I- A acção de divórcio litigioso fundada na separação de facto por seis anos consecutivos, isto é, sem qualquer interrupção, caracteriza-se por conter um elemento de natureza objectiva - inexistência de comunhão de vida conjugal durante esse período - e outro de natureza subjectiva - o propósito da parte de ambos os cônjuges, ou de só um deles, de não restabelecer a vida em comum.
II- O prazo não se interrompe por efeito de encontros relacionados com assuntos de interesse comum do casal mas sim se forem ditados pelo propósito de restabelecimento da vida conjugal cujo fracasso determina o início de novo prazo com inutilização do tempo decorrido.
III- Fora disso, o juiz deve limitar-se a decretar o divórcio, sem qualquer poder de livre apreciação, reconhecendo o direito potestativo do requerente, que pode ser qualquer dos cônjuges, culpado ou não culpado, desde que se verifique a "separação de facto por seis anos consecutivos".

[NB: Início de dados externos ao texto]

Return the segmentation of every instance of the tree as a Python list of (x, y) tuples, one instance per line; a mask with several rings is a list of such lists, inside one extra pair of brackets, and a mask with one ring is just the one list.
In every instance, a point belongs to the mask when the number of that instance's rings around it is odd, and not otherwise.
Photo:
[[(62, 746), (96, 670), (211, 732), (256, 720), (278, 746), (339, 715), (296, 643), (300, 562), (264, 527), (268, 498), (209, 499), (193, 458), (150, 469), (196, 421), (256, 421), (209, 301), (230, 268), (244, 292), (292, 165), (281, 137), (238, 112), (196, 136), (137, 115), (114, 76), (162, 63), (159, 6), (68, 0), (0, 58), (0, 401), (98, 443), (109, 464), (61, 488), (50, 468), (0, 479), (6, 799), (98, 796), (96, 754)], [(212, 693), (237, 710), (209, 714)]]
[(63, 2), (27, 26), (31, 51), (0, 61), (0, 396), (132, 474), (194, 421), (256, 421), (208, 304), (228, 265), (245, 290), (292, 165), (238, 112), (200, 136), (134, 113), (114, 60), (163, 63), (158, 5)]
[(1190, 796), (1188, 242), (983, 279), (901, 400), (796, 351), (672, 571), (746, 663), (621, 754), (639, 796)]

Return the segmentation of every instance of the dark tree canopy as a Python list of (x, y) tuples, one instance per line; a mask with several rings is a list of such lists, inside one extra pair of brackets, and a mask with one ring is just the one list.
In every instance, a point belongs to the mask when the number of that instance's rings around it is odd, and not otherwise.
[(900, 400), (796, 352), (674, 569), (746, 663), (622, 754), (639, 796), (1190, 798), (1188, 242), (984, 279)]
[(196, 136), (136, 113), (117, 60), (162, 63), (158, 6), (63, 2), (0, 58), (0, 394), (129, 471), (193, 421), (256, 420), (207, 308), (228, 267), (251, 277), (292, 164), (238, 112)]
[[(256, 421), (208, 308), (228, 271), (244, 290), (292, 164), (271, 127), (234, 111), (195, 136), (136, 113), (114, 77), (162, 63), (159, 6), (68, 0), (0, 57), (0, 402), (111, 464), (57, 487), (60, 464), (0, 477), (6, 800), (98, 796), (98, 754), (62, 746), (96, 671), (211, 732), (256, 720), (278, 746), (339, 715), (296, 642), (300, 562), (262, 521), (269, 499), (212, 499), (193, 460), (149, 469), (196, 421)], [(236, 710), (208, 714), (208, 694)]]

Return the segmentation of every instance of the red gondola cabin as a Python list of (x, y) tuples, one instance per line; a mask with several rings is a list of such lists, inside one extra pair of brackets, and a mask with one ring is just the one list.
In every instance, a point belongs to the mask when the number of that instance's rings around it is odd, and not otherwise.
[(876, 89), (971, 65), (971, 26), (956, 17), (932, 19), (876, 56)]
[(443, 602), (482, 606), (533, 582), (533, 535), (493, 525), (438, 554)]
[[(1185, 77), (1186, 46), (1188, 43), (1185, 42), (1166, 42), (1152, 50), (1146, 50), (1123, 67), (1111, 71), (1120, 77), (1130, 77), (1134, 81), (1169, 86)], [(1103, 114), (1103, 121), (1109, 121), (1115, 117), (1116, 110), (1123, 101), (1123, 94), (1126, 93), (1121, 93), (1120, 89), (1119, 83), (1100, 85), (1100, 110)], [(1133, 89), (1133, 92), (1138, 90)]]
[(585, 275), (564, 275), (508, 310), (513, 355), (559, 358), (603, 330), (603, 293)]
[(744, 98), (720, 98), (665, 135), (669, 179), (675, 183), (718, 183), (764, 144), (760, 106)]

IV- Não interessam à decisão da causa, não devendo, por isso, ser levados ao questionário, o facto de a A., durante a separação, ter deixado o domicílio conjugal para se tratar, ou o de, durante o mesmo período, ter intentado duas acções de divórcio das quais veio a desistir.
V- A sugestão para requisição de um documento não obriga o juiz a conceder-lhe deferimento por se situar no domínio do seu poder discricionário.